Pte: Predictive text embedding through large-scale heterogeneous text networks.

Introduction

Motivation

The text contains numerous effective and meaningful information for people. How to learn the meaning of words is a critical prerequisite for many machine learning tasks. Traditionally, people represent words independently to each other and represent each document as a "bag of words". However, the sparsity, polysemy, and synonymy of words and documents are commonly ignored during training.

One way to deal with it is representing words and documents in low-dimensional spaces[1]. By the unsupervised learning process, similar words and documents are embedded closely to each other. For example, Mikilov et al. proposed Skip-gram using the embedding of the target words to predict the embedding of individual context word in a local window. [1]. Compared with other classical approaches that utilize the distributional similarity of word contest, this text embedding approach is more efficient and easier to deploy[2].
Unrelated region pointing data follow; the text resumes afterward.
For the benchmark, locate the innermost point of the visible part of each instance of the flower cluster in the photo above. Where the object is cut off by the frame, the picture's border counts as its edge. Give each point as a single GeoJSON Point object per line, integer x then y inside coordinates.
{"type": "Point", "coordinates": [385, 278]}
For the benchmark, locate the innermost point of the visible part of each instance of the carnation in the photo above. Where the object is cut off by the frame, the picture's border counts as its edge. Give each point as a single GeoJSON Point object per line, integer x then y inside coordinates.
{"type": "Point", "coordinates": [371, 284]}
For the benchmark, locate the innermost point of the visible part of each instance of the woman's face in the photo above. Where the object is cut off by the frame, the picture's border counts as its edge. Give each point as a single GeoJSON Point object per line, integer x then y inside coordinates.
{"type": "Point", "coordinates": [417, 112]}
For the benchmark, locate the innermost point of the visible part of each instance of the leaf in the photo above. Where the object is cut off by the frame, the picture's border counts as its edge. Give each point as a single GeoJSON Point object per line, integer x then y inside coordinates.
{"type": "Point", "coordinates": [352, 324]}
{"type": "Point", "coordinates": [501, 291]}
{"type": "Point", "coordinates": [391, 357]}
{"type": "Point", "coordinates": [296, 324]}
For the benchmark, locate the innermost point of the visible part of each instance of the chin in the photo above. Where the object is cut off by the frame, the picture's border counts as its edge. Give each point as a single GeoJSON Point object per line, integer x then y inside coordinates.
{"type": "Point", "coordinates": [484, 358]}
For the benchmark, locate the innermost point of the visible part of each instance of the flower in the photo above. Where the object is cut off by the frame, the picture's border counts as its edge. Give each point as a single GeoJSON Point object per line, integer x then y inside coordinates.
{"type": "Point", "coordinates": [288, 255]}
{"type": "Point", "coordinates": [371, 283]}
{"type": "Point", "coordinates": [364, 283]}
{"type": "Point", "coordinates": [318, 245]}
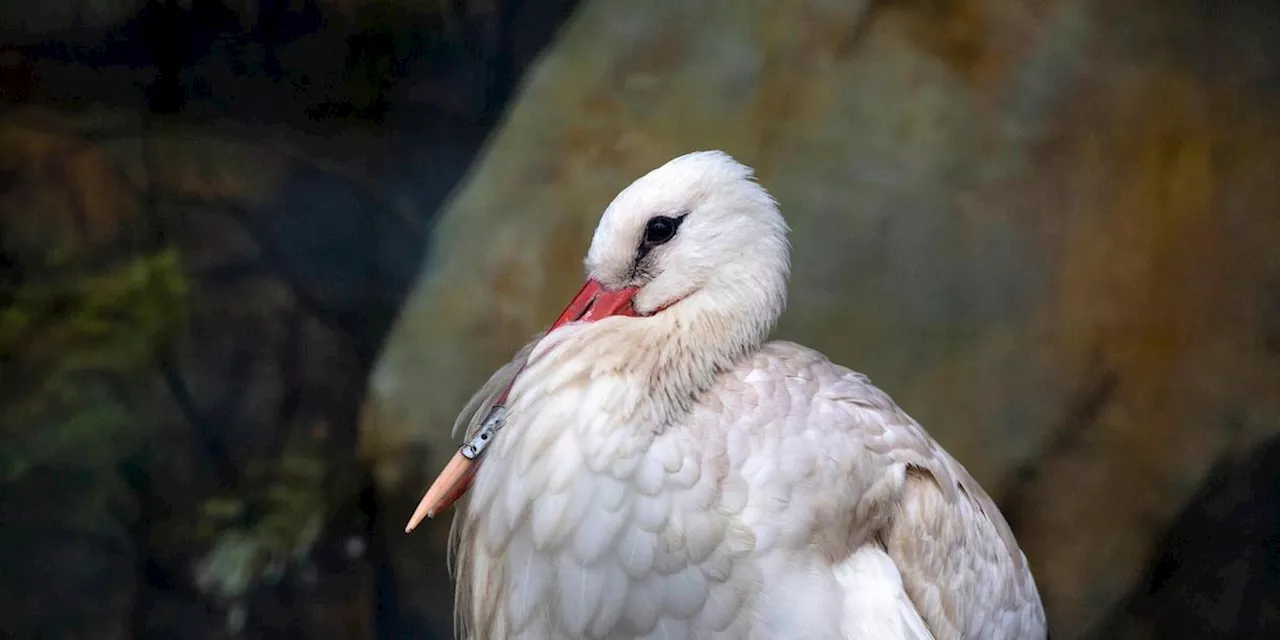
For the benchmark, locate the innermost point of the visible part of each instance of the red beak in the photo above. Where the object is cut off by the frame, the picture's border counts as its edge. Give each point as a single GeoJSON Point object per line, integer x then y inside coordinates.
{"type": "Point", "coordinates": [593, 302]}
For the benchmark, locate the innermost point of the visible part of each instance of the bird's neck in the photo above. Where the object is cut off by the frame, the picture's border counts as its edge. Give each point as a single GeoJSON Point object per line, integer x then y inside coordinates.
{"type": "Point", "coordinates": [666, 361]}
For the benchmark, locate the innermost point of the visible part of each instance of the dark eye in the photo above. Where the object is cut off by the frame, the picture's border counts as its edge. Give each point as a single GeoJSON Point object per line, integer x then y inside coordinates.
{"type": "Point", "coordinates": [661, 229]}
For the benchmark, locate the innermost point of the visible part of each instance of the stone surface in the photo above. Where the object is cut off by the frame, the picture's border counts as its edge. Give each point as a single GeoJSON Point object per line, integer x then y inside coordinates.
{"type": "Point", "coordinates": [1047, 228]}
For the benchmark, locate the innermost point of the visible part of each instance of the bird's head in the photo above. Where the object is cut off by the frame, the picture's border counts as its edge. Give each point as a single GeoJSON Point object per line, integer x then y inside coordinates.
{"type": "Point", "coordinates": [696, 237]}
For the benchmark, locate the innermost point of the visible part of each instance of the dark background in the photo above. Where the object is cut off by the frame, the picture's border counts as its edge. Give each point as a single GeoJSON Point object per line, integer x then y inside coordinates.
{"type": "Point", "coordinates": [211, 214]}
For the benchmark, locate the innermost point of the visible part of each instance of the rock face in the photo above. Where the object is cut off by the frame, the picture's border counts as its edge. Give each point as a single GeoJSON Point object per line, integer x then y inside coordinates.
{"type": "Point", "coordinates": [1047, 228]}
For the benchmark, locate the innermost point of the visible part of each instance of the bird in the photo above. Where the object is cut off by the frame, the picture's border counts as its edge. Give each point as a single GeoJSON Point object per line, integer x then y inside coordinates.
{"type": "Point", "coordinates": [654, 466]}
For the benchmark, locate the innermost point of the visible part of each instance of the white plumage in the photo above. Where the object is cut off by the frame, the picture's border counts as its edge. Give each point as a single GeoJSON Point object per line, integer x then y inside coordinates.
{"type": "Point", "coordinates": [664, 472]}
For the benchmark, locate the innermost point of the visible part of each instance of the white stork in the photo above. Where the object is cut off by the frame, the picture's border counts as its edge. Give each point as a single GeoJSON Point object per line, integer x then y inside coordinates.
{"type": "Point", "coordinates": [652, 467]}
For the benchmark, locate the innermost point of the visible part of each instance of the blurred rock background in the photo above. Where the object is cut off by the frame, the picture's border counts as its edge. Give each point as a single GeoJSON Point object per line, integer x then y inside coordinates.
{"type": "Point", "coordinates": [254, 256]}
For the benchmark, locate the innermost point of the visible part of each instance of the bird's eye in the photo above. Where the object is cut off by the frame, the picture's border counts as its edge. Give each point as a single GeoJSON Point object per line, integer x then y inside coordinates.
{"type": "Point", "coordinates": [661, 229]}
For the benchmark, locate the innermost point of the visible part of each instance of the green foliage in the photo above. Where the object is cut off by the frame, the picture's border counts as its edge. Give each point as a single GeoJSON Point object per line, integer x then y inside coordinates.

However, compared with deep learning approaches such as convolutional neural networks (CNNs), the precision of text embedding method would be lower. This is because a method like CNNs leverage labeled information thus they can learn the representation of the data better. In other words, the unsupervised method would be generalizable for a different task but have weaker predictive power for a particular task[2]. However, compared with text embedding, CNNs training also has a drawback. It requires numerous parameters which is not only time consuming but also difficult to train an ideal model.

To sum up, text embedding methods are more efficient while deep learning neural networks are more predictive. One can consider to take the advantage of both supervised and unsupervised labels at the same time.

Project scope

In this project, we deploy Predictive Text Embedding (PTE), a semi-supervised representation learning method for text data to fill the gap between supervised and unsupervised labels. By learning from limited labeled examples and a large number of unlabelled examples, we obtain an effective low dimensional representation, which is the information between words and words, words and labels and words and documents.

We build two kinds of training data: one has a network encodes different levels of co-occurrence information between words and words while other does not. Then, we conduct experiments with sentiment data sets MR, short document data sets DBLP and long document data sets 20NG. Experimental results show that the data which has the word and word information outperform the data without this embedding information in various text classification tasks.

Methods

In semi-supervised sentence classification, to leverage both annotated data and unannotated text data, there are three steps in our method. We first build a heterogeneous graph whose edge consists of word-sentence, word-word, and word-label. Then we learn the embeddings of each vertex in the graph. Finally, we could use them as input of the text classification task. This framework is proposed by Tang et al..

The advantage of using this framework are two-fold. The first advantage is that this heterogeneous graph have both labels and words as its vertices. Thus, it can leverage the supervision information of the labels when learning word embeddings, which is more promising than self-supervised way to learning word embeddings like [1] . Another advantage is that we can incorporate as much unlabeled data in the graph, and the supervision information can flow to unlabeled words through label-word edges and word-word edges.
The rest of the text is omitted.